“Even if I should choose to boast, I would not be a fool, because I would be speaking the truth. But I refrain, so no one will think more of me than is warranted by what I do or say, or because of these surpassingly great revelations. Therefore, in order to keep me from becoming conceited, I was given a thorn in my flesh, a messenger of Satan, to torment me. Three times I pleaded with the Lord to take it away from me.” Paul in 2 Corinthians 12:6-8
Today I’m staying home. Not because I don’t have many things to do. Not because there aren’t demands upon my calendar. I’m staying home because my body demands it, and to be
I am learning that I actually have to create margin in my life. Richard Swenson,M.D. defines it like this, “Margin is the space between our load and our limits.” Several days last week I pushed myself just a little beyond my limit because there were things that I just wanted to do. They were good things, important things, but over the past couple of days I’ve paid for it. I am learning that I have new limits, far inside the boundaries of my previous ones, and that I have to have much wider margins in my life. Time where I rest, where I meditate and let go of the anxiety that is swirling around me. I have to create space where I can just be in God’s presence without having to do anything. I have to learn to live with and learn from my limitations.
“Remember the Sabbath and keep it holy.” Yep, that's one of the “big ten.” It is probably also the most neglected of all of the Ten Commandments, especially for clergy. On the day we encourage our congregation to practice “kairos,” or “holy time” we are up early, we lead worship, conduct meetings, put out fires, and try to make sure everyone feels warmly welcomed and appropriately spiritual challenged. I’m not certain, but I think that might be a recipe for spiritual co-dependence. We get so busy trying to prove our indispensability that we neglect the teachings of the one who we strive to represent. Maybe it is just me? Maybe I’m the only pastor who feels the pull to work instead of rest. To serve instead of Sabbath, but I doubt it. I am learning that now, as I battle a terminal illness, to make the most of my active life, I must have times of inactivity. Matthew Sleeth, M.D. writes in his book on Sabbath, 24/6:
“Rest shows us who God is. He has restraint. Restraint is restraining
from doing everything that one has the power to do. We must never
mistake God’s restraint for weakness. The opposite is true. God shows
restraint; therefore, restraint is holy.”
If I were to be truly confessional I’d admit that I have always though of resting, or as Sleeth calls it, restraint, as weakness. God does not view it as weakness or as holy, God views it as worship. I am learning that the only One I am called to please is God, and it is God’s command to Sabbath. It is a shame that I have only begun to learn this lesson when it has become an absolute necessity.

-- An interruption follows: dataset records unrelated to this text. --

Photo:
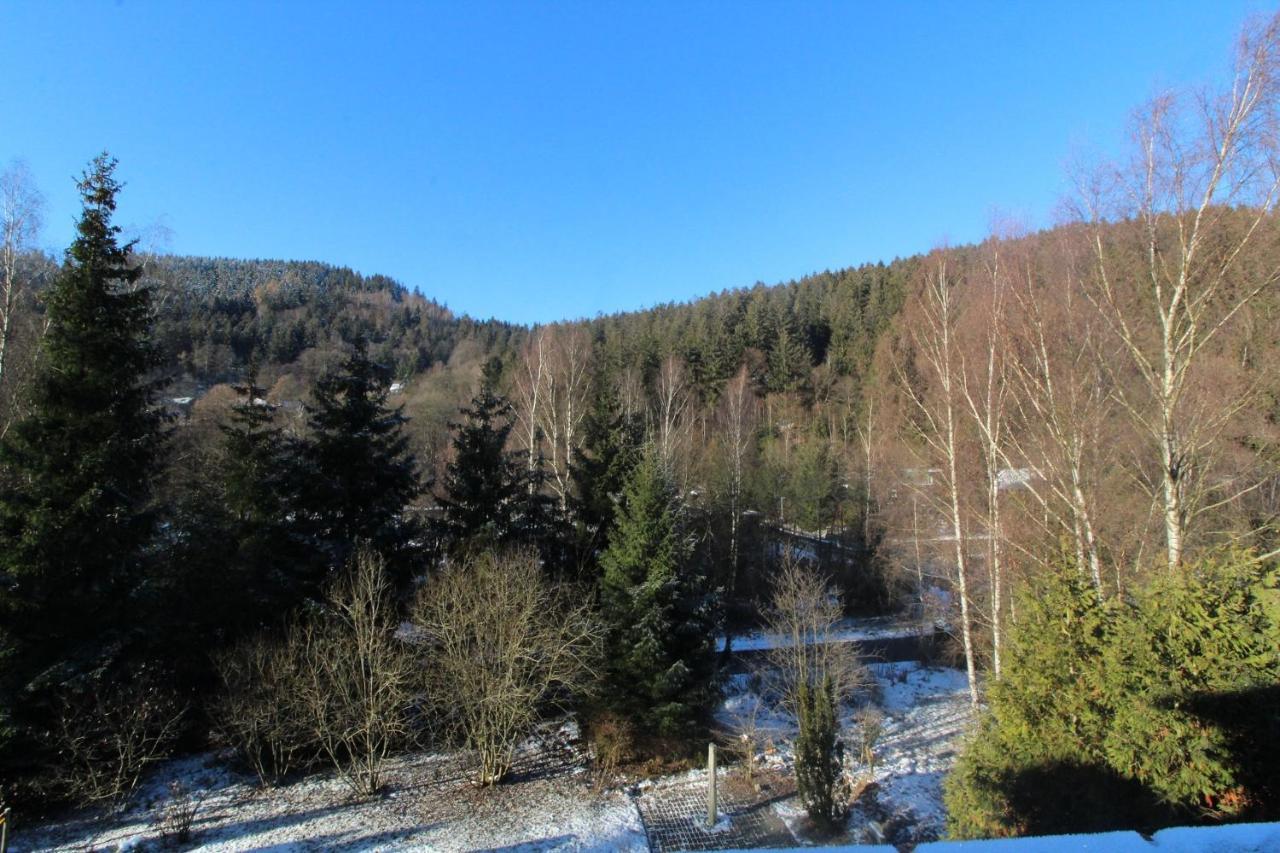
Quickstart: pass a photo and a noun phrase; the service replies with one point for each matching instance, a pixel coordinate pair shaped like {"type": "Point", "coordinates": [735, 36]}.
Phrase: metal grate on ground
{"type": "Point", "coordinates": [675, 819]}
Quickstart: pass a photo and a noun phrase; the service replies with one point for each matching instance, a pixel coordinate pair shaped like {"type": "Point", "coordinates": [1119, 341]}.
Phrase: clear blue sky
{"type": "Point", "coordinates": [542, 160]}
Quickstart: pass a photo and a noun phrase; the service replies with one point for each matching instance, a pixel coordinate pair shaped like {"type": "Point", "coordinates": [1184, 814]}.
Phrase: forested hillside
{"type": "Point", "coordinates": [280, 507]}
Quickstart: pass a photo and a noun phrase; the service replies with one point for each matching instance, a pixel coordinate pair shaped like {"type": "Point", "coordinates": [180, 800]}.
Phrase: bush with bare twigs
{"type": "Point", "coordinates": [357, 676]}
{"type": "Point", "coordinates": [504, 646]}
{"type": "Point", "coordinates": [612, 744]}
{"type": "Point", "coordinates": [177, 819]}
{"type": "Point", "coordinates": [109, 735]}
{"type": "Point", "coordinates": [259, 711]}
{"type": "Point", "coordinates": [804, 612]}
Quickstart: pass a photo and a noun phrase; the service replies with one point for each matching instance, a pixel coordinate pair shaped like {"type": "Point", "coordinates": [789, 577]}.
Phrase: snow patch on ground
{"type": "Point", "coordinates": [429, 804]}
{"type": "Point", "coordinates": [849, 630]}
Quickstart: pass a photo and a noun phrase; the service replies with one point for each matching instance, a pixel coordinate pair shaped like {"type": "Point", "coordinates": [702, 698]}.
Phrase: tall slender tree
{"type": "Point", "coordinates": [483, 483]}
{"type": "Point", "coordinates": [661, 615]}
{"type": "Point", "coordinates": [74, 503]}
{"type": "Point", "coordinates": [361, 477]}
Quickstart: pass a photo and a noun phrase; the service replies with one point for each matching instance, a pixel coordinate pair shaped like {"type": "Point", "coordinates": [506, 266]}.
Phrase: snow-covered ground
{"type": "Point", "coordinates": [924, 714]}
{"type": "Point", "coordinates": [549, 806]}
{"type": "Point", "coordinates": [429, 806]}
{"type": "Point", "coordinates": [850, 630]}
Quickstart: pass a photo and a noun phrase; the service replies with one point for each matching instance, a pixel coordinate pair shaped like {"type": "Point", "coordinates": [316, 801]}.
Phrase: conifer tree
{"type": "Point", "coordinates": [661, 614]}
{"type": "Point", "coordinates": [611, 450]}
{"type": "Point", "coordinates": [260, 489]}
{"type": "Point", "coordinates": [360, 475]}
{"type": "Point", "coordinates": [819, 755]}
{"type": "Point", "coordinates": [484, 480]}
{"type": "Point", "coordinates": [74, 514]}
{"type": "Point", "coordinates": [1142, 712]}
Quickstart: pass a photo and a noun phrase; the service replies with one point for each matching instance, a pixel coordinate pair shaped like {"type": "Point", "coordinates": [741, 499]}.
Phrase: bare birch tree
{"type": "Point", "coordinates": [671, 405]}
{"type": "Point", "coordinates": [984, 389]}
{"type": "Point", "coordinates": [932, 333]}
{"type": "Point", "coordinates": [1169, 278]}
{"type": "Point", "coordinates": [21, 206]}
{"type": "Point", "coordinates": [568, 386]}
{"type": "Point", "coordinates": [737, 418]}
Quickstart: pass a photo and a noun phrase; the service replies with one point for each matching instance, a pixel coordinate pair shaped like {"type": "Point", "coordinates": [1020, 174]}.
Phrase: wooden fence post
{"type": "Point", "coordinates": [711, 785]}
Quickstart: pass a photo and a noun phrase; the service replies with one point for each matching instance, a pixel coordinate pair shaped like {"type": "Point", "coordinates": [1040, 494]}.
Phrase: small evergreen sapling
{"type": "Point", "coordinates": [821, 756]}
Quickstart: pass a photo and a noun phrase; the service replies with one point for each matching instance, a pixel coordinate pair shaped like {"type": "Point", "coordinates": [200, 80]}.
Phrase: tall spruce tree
{"type": "Point", "coordinates": [611, 450]}
{"type": "Point", "coordinates": [261, 482]}
{"type": "Point", "coordinates": [659, 612]}
{"type": "Point", "coordinates": [74, 515]}
{"type": "Point", "coordinates": [484, 486]}
{"type": "Point", "coordinates": [360, 475]}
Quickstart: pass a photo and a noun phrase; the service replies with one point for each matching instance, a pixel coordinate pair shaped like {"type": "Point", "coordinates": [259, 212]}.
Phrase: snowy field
{"type": "Point", "coordinates": [548, 806]}
{"type": "Point", "coordinates": [850, 630]}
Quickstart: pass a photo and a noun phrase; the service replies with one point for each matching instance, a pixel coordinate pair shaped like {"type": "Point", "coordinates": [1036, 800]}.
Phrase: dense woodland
{"type": "Point", "coordinates": [218, 471]}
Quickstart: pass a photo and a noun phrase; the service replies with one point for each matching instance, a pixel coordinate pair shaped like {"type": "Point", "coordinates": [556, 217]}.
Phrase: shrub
{"type": "Point", "coordinates": [503, 646]}
{"type": "Point", "coordinates": [260, 711]}
{"type": "Point", "coordinates": [821, 756]}
{"type": "Point", "coordinates": [109, 734]}
{"type": "Point", "coordinates": [357, 675]}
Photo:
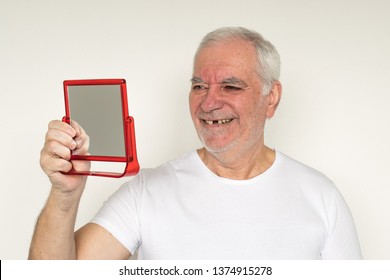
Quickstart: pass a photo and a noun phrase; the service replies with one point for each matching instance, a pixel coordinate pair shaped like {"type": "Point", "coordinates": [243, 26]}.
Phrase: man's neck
{"type": "Point", "coordinates": [238, 166]}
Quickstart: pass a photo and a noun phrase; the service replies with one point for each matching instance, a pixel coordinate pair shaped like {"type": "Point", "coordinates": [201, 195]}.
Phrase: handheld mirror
{"type": "Point", "coordinates": [100, 108]}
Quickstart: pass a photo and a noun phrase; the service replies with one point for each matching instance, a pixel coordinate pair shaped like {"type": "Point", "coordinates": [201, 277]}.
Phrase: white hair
{"type": "Point", "coordinates": [267, 56]}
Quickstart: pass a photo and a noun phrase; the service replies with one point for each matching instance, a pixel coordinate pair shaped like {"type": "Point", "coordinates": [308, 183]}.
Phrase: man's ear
{"type": "Point", "coordinates": [274, 97]}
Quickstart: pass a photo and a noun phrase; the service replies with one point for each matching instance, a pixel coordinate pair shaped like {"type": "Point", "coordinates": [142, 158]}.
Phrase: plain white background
{"type": "Point", "coordinates": [333, 116]}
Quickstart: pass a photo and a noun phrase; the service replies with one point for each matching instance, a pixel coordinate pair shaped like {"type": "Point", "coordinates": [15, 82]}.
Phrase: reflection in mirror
{"type": "Point", "coordinates": [100, 108]}
{"type": "Point", "coordinates": [97, 109]}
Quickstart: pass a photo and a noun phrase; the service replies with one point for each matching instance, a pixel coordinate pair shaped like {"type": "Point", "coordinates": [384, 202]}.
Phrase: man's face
{"type": "Point", "coordinates": [226, 102]}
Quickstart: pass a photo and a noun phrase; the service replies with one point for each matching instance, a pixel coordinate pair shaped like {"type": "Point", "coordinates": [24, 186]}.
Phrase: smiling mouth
{"type": "Point", "coordinates": [223, 121]}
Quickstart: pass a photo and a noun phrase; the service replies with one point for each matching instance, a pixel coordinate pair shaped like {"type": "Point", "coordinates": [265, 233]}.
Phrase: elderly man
{"type": "Point", "coordinates": [233, 198]}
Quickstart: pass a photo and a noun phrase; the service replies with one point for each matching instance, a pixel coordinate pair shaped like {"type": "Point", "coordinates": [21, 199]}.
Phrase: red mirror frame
{"type": "Point", "coordinates": [130, 158]}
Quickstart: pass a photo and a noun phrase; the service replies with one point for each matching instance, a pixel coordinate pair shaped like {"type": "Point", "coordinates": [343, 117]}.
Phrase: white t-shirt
{"type": "Point", "coordinates": [182, 210]}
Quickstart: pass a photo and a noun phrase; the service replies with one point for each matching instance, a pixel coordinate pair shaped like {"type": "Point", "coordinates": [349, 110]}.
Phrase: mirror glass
{"type": "Point", "coordinates": [98, 109]}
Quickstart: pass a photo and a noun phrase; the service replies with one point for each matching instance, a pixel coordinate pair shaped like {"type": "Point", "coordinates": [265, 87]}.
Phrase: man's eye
{"type": "Point", "coordinates": [198, 87]}
{"type": "Point", "coordinates": [231, 88]}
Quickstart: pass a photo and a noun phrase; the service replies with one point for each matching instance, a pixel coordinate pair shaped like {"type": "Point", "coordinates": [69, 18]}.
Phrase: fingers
{"type": "Point", "coordinates": [61, 141]}
{"type": "Point", "coordinates": [81, 139]}
{"type": "Point", "coordinates": [62, 133]}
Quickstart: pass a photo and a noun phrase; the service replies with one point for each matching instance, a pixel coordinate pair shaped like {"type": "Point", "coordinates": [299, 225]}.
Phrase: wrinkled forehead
{"type": "Point", "coordinates": [220, 60]}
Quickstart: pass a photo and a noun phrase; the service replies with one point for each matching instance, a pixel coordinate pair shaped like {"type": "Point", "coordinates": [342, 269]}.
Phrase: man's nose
{"type": "Point", "coordinates": [212, 100]}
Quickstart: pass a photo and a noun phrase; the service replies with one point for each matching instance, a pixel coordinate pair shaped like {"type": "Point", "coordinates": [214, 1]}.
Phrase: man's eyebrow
{"type": "Point", "coordinates": [196, 80]}
{"type": "Point", "coordinates": [234, 81]}
{"type": "Point", "coordinates": [231, 81]}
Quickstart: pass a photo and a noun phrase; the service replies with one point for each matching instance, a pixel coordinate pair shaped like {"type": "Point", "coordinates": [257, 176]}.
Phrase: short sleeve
{"type": "Point", "coordinates": [120, 214]}
{"type": "Point", "coordinates": [342, 242]}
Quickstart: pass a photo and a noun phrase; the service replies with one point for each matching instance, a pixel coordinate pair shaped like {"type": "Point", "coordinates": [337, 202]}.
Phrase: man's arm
{"type": "Point", "coordinates": [54, 236]}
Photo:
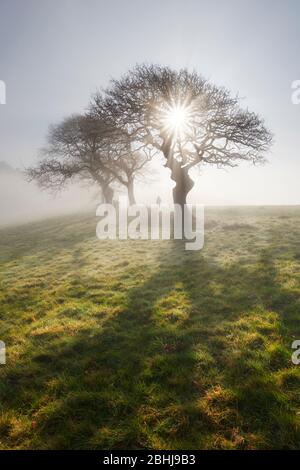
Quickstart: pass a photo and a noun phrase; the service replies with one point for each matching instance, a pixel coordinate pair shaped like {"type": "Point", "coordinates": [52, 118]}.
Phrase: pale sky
{"type": "Point", "coordinates": [55, 54]}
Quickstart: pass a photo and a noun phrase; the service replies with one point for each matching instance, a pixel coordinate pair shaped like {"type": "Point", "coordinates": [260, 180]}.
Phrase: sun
{"type": "Point", "coordinates": [176, 120]}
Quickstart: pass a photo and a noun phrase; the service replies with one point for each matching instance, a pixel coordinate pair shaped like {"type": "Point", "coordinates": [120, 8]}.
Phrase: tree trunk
{"type": "Point", "coordinates": [130, 189]}
{"type": "Point", "coordinates": [184, 182]}
{"type": "Point", "coordinates": [108, 194]}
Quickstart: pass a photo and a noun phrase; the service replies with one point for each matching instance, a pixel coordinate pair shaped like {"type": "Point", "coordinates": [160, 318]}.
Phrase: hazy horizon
{"type": "Point", "coordinates": [55, 55]}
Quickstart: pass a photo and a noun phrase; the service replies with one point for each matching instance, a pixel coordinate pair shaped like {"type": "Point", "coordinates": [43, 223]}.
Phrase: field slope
{"type": "Point", "coordinates": [141, 344]}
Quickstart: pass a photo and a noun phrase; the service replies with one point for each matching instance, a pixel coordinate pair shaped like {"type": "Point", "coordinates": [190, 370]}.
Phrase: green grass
{"type": "Point", "coordinates": [141, 344]}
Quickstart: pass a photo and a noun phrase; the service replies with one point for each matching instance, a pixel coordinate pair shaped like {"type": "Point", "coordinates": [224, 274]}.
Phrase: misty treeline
{"type": "Point", "coordinates": [151, 110]}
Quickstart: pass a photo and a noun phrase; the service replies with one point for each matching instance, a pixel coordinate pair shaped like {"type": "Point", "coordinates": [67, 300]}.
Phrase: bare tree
{"type": "Point", "coordinates": [187, 119]}
{"type": "Point", "coordinates": [85, 148]}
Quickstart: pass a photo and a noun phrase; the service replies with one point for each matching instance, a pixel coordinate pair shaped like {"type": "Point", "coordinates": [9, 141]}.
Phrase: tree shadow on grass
{"type": "Point", "coordinates": [190, 362]}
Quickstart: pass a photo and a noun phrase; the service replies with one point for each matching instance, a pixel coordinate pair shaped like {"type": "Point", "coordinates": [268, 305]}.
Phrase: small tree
{"type": "Point", "coordinates": [187, 119]}
{"type": "Point", "coordinates": [85, 148]}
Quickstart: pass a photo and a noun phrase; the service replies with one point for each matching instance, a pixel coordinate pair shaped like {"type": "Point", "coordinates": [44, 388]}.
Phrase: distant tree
{"type": "Point", "coordinates": [85, 148]}
{"type": "Point", "coordinates": [185, 118]}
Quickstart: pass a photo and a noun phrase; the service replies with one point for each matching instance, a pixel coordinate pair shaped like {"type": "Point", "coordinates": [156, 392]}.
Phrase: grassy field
{"type": "Point", "coordinates": [141, 344]}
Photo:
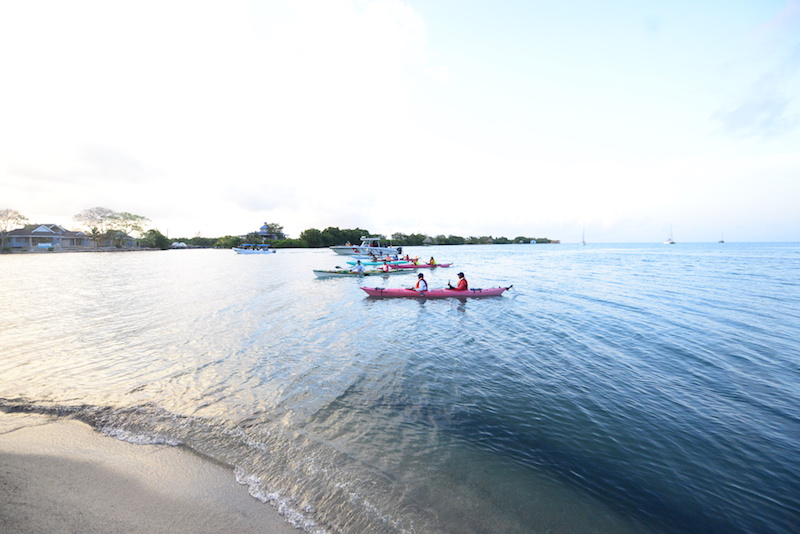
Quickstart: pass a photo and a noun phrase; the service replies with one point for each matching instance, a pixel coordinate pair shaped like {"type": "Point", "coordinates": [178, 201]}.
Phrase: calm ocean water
{"type": "Point", "coordinates": [615, 388]}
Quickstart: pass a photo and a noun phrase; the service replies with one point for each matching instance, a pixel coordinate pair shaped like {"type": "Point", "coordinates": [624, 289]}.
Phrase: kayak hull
{"type": "Point", "coordinates": [342, 273]}
{"type": "Point", "coordinates": [399, 292]}
{"type": "Point", "coordinates": [420, 266]}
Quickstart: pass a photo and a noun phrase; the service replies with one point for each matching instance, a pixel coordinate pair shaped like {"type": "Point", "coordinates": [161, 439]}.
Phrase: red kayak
{"type": "Point", "coordinates": [433, 293]}
{"type": "Point", "coordinates": [419, 266]}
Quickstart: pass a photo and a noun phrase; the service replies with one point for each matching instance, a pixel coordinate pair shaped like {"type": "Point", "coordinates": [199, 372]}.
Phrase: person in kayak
{"type": "Point", "coordinates": [422, 285]}
{"type": "Point", "coordinates": [462, 284]}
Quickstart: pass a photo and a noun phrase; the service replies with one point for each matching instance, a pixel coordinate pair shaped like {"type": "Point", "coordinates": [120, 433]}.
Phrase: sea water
{"type": "Point", "coordinates": [613, 389]}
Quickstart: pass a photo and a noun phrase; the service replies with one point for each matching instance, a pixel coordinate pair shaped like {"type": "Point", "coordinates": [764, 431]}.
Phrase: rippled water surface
{"type": "Point", "coordinates": [615, 388]}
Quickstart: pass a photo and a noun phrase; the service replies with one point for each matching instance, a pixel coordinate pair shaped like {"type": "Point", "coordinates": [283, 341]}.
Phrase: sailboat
{"type": "Point", "coordinates": [669, 240]}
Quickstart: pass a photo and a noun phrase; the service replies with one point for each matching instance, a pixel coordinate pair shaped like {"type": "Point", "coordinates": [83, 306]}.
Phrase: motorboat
{"type": "Point", "coordinates": [250, 248]}
{"type": "Point", "coordinates": [370, 246]}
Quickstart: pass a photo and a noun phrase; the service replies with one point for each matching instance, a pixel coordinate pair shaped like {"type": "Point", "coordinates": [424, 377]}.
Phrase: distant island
{"type": "Point", "coordinates": [104, 229]}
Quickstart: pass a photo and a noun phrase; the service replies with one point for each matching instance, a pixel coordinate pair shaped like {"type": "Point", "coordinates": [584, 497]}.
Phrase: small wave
{"type": "Point", "coordinates": [296, 518]}
{"type": "Point", "coordinates": [138, 438]}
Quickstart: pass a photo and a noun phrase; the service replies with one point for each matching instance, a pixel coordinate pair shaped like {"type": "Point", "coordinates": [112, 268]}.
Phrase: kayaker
{"type": "Point", "coordinates": [462, 284]}
{"type": "Point", "coordinates": [422, 285]}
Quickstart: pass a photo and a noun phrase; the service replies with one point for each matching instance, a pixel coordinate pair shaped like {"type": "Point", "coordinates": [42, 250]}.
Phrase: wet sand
{"type": "Point", "coordinates": [61, 476]}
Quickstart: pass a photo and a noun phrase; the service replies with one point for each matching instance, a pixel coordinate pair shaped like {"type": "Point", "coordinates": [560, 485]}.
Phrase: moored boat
{"type": "Point", "coordinates": [341, 273]}
{"type": "Point", "coordinates": [376, 262]}
{"type": "Point", "coordinates": [370, 246]}
{"type": "Point", "coordinates": [249, 248]}
{"type": "Point", "coordinates": [421, 265]}
{"type": "Point", "coordinates": [400, 292]}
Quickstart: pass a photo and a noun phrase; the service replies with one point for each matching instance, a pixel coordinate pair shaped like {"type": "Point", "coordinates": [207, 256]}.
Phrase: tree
{"type": "Point", "coordinates": [229, 241]}
{"type": "Point", "coordinates": [105, 223]}
{"type": "Point", "coordinates": [155, 239]}
{"type": "Point", "coordinates": [273, 229]}
{"type": "Point", "coordinates": [9, 219]}
{"type": "Point", "coordinates": [312, 237]}
{"type": "Point", "coordinates": [129, 223]}
{"type": "Point", "coordinates": [100, 218]}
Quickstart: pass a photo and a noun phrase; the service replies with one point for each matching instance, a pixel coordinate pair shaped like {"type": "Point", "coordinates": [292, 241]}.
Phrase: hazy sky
{"type": "Point", "coordinates": [503, 118]}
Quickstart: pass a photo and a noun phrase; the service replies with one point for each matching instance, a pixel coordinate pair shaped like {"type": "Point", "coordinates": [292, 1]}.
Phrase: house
{"type": "Point", "coordinates": [46, 236]}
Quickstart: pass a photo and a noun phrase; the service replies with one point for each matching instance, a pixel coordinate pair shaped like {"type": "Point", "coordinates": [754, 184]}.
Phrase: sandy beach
{"type": "Point", "coordinates": [62, 476]}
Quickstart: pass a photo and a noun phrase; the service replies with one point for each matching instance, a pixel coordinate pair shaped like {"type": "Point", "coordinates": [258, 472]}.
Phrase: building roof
{"type": "Point", "coordinates": [44, 230]}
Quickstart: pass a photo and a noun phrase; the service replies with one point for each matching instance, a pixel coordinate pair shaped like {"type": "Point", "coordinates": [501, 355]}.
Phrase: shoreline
{"type": "Point", "coordinates": [62, 476]}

I am also learning that urgent is not usually important. As a pastor I’ve often fallen into the trap of being a spiritualized firefighter. Whenever somebody has complained or grumbled I felt the urgency to try to extinguish the fire. The exhausting realization of twenty plus years of ministry is this: first, there are always fires. There is always something going on that demands “urgent” attention, but usually it is of little or no consequence. Secondly, no matter how many you put out, there are always those who are running around with matches starting more. They are striving to fill the void in their soul where the fire of the Holy Spirit should burn with a fire of their own making. They love the “urgent” because it keeps them from feeling the conviction of the eternally important. I am learning that when you have a very limited amount of energy, the spiritual brush fires just aren’t worth the attention that you previously gave them. I have to do what is absolutely essential to build the Kingdom of God, that is the important work of making disciples, and let the pettiness go. Like Paul also wrote that the trials of the present day “are not worthy to comparing to the glory that will be revealed in us.” (Romans 8:18)
I am learning to live with limitations but my trust is in God who calls us to see our weakness as a testimony to His strength. The rest of the text from above is Paul’s reminder that Jesus is enough. “But he said to me, “My grace is sufficient for you, for my power is made perfect in weakness.” Therefore I will boast all the more gladly about my weaknesses, so that Christ’s power may rest on me.” (2 Corinthians 12:9) So yes, I’m learning to live with limitations, but I serve a God who is limitless in His love and who loves me even when I am limited.
Thank you God that in my weakness, Your strength is revealed. In my powerlessness is when I realize that You are strong enough for both of us. Forgive me when I try to live in my own strength when you have called me to rely upon you. Help me to create margin, practice Sabbath, and to be willing to focus upon the important, letting the urgent pass by without guilt. Lord, let my life testify to your faithfulness and your strength, in the name of the one who became weak to demonstrate strength, Jesus, I pray. AMEN.